Saturday, August 8, 2009

Things You Shouldn't Say or Ask an LMT and more...

There are a number of things that are very interesting about my career; the stigmas, the news stories about people acting on those stigmas, and some of the most uncomfortable situations imaginable. I've decided to shed some light on some of those things. This will hopefully clear some things up about the massage world for those 'massage virgins' out there.

1. Never EVER refer to a Licensed Massage Therapist as a 'masseuse.' Masseuse entails sexual favors in addition to (more often than not) lackluster massage skills. I suppose there are LMT's out there that do these outright illegal things, and they give us a bad name. There have been a number of massage parlors shut down for this lately, and they shame me...

2. Having a male massage therapist does not guarantee a deeper, rougher massage than having a 90 pound girl would give.

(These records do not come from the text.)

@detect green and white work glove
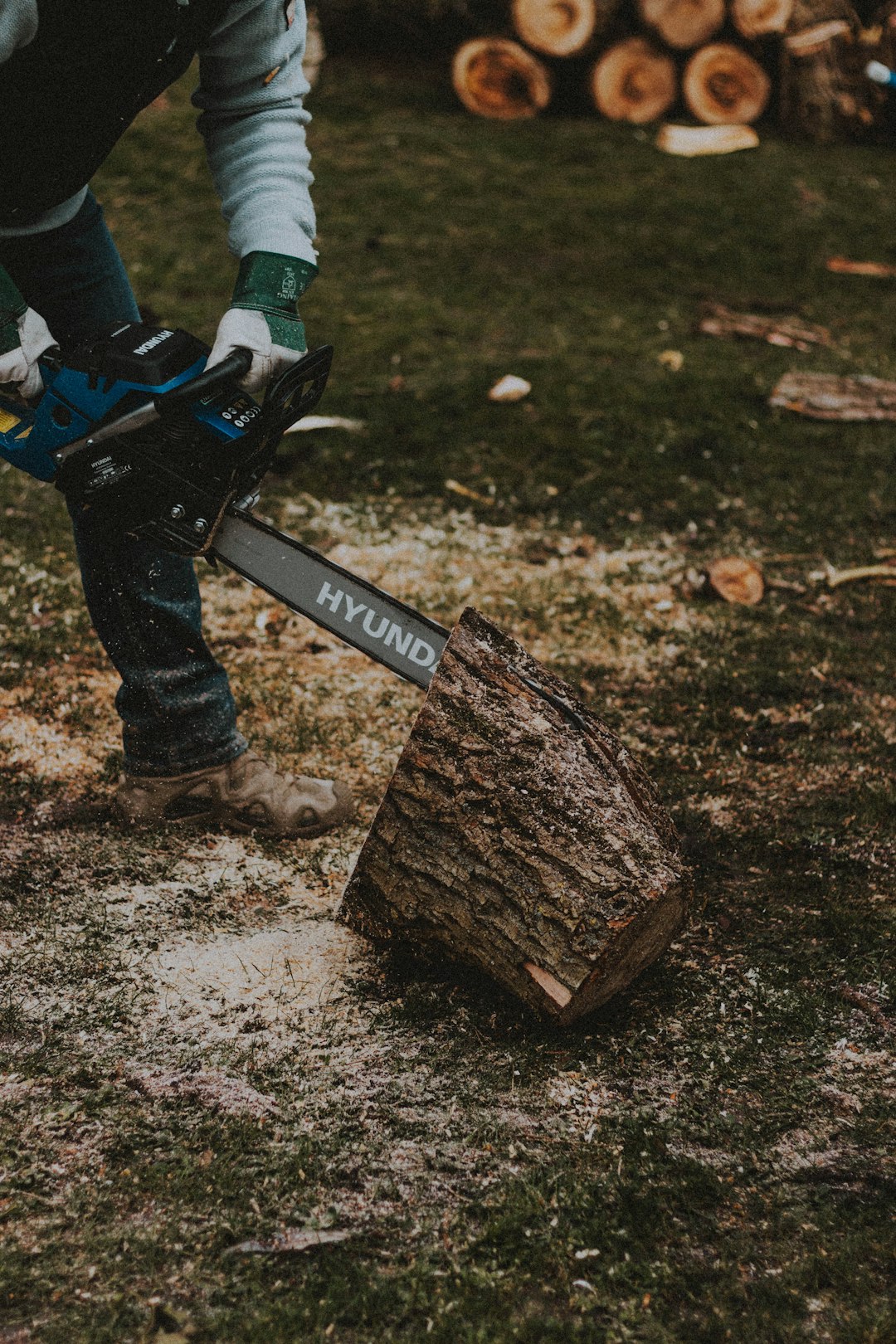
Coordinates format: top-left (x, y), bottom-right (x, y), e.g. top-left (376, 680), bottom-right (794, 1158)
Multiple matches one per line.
top-left (206, 253), bottom-right (317, 392)
top-left (0, 266), bottom-right (56, 401)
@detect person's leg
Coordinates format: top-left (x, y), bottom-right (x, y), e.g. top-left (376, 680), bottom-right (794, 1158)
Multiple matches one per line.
top-left (0, 195), bottom-right (246, 777)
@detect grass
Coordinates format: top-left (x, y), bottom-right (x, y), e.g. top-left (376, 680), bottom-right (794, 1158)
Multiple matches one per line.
top-left (0, 62), bottom-right (896, 1344)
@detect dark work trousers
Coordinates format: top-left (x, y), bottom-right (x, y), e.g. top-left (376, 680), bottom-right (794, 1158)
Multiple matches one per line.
top-left (0, 193), bottom-right (246, 776)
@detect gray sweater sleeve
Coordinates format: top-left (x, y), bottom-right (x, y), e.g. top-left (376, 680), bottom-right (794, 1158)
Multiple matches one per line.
top-left (0, 0), bottom-right (37, 66)
top-left (193, 0), bottom-right (317, 262)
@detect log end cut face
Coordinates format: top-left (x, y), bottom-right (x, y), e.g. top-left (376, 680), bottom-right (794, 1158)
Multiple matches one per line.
top-left (638, 0), bottom-right (725, 51)
top-left (510, 0), bottom-right (598, 56)
top-left (683, 41), bottom-right (771, 125)
top-left (591, 37), bottom-right (679, 125)
top-left (451, 37), bottom-right (551, 121)
top-left (340, 609), bottom-right (685, 1021)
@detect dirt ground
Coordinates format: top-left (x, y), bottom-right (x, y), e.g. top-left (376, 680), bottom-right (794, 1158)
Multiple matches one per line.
top-left (0, 496), bottom-right (896, 1344)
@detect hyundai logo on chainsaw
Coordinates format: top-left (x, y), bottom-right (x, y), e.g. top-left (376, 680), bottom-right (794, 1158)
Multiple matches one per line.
top-left (317, 582), bottom-right (436, 668)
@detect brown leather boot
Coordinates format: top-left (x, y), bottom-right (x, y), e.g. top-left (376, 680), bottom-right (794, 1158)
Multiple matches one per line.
top-left (114, 752), bottom-right (354, 840)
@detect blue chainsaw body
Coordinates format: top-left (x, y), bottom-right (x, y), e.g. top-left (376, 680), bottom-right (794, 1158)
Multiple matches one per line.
top-left (0, 323), bottom-right (334, 555)
top-left (0, 328), bottom-right (241, 481)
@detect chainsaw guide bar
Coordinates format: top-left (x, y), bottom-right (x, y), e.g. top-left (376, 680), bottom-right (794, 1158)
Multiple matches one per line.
top-left (211, 509), bottom-right (449, 688)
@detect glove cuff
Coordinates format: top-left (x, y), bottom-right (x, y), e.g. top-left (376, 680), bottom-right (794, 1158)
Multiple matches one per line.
top-left (0, 266), bottom-right (28, 355)
top-left (231, 253), bottom-right (317, 319)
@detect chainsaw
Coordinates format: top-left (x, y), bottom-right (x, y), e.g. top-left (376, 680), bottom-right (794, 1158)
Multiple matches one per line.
top-left (0, 323), bottom-right (449, 688)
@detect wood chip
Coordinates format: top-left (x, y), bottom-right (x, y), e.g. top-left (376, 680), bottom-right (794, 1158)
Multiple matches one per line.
top-left (707, 555), bottom-right (766, 606)
top-left (226, 1227), bottom-right (352, 1255)
top-left (445, 480), bottom-right (494, 504)
top-left (825, 256), bottom-right (896, 278)
top-left (768, 371), bottom-right (896, 421)
top-left (657, 122), bottom-right (759, 158)
top-left (489, 373), bottom-right (532, 402)
top-left (785, 19), bottom-right (852, 56)
top-left (285, 416), bottom-right (367, 434)
top-left (697, 304), bottom-right (833, 351)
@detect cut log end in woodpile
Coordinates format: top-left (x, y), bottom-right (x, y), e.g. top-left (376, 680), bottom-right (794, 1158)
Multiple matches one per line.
top-left (510, 0), bottom-right (598, 56)
top-left (683, 41), bottom-right (771, 125)
top-left (657, 122), bottom-right (759, 158)
top-left (451, 37), bottom-right (551, 121)
top-left (731, 0), bottom-right (794, 39)
top-left (340, 609), bottom-right (686, 1023)
top-left (591, 37), bottom-right (679, 125)
top-left (638, 0), bottom-right (725, 51)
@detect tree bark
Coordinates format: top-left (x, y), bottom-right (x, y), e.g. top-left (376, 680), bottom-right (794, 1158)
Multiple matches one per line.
top-left (731, 0), bottom-right (794, 39)
top-left (638, 0), bottom-right (725, 51)
top-left (778, 0), bottom-right (889, 144)
top-left (451, 37), bottom-right (551, 121)
top-left (338, 609), bottom-right (685, 1023)
top-left (510, 0), bottom-right (610, 56)
top-left (683, 41), bottom-right (771, 126)
top-left (591, 37), bottom-right (679, 125)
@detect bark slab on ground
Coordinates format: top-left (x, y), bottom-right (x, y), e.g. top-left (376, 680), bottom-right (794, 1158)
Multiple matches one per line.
top-left (340, 609), bottom-right (685, 1023)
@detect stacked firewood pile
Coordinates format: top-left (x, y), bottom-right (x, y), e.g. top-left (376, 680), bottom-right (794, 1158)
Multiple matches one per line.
top-left (453, 0), bottom-right (896, 139)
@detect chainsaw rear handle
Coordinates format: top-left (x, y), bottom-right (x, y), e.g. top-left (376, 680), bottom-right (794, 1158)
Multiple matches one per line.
top-left (156, 345), bottom-right (252, 416)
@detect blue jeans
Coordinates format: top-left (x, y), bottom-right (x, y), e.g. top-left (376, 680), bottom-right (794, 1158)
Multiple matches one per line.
top-left (0, 193), bottom-right (246, 776)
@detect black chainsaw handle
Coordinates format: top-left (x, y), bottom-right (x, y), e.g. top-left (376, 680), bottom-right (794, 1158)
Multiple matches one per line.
top-left (156, 345), bottom-right (252, 416)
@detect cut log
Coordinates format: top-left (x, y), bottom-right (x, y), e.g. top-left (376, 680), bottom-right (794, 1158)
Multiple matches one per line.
top-left (451, 37), bottom-right (551, 121)
top-left (707, 555), bottom-right (766, 606)
top-left (768, 373), bottom-right (896, 421)
top-left (510, 0), bottom-right (601, 56)
top-left (638, 0), bottom-right (725, 51)
top-left (591, 37), bottom-right (679, 125)
top-left (338, 609), bottom-right (686, 1023)
top-left (683, 41), bottom-right (771, 125)
top-left (731, 0), bottom-right (794, 39)
top-left (657, 122), bottom-right (759, 151)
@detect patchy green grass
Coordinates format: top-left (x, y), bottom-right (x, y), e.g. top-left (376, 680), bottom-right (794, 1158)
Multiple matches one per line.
top-left (0, 52), bottom-right (896, 1344)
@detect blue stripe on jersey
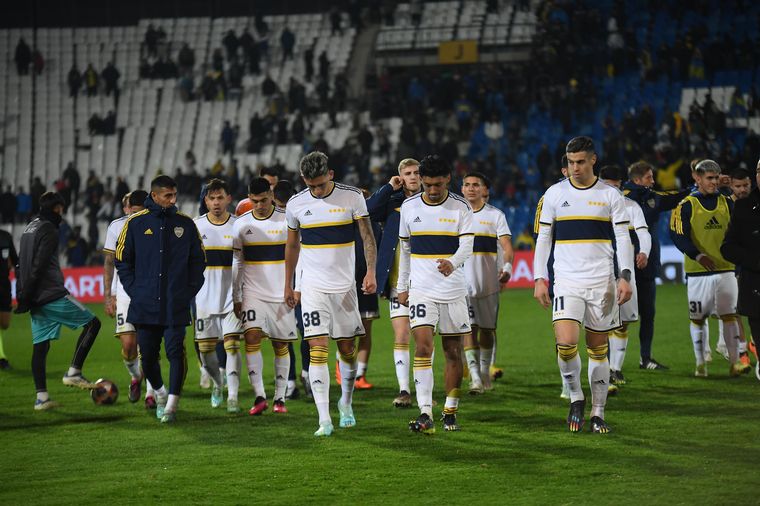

In school, I got my trash kicked by said girl, and I love to tell people that. It's not about size or muscle; what we do is about body weight and leverage. Do not let anyone tell you different.

3. We do not use our chins to massage...ever! One of my teachers in school had someone ask her if she was using her chin! She was working on the guy's butt too! First of all, gross. Secondly, that really wouldn't work seeing as you can't get any leverage whatsoever. So really, that just doesn't work.

4. Yes, I have had people fart in my face. My wife has had someone poop their pants on the table. There are other things that probably shouldn't be mentioned in this public forum, but yes, gross stuff happens. We pretty much ignore it, so it's not really that big of a deal...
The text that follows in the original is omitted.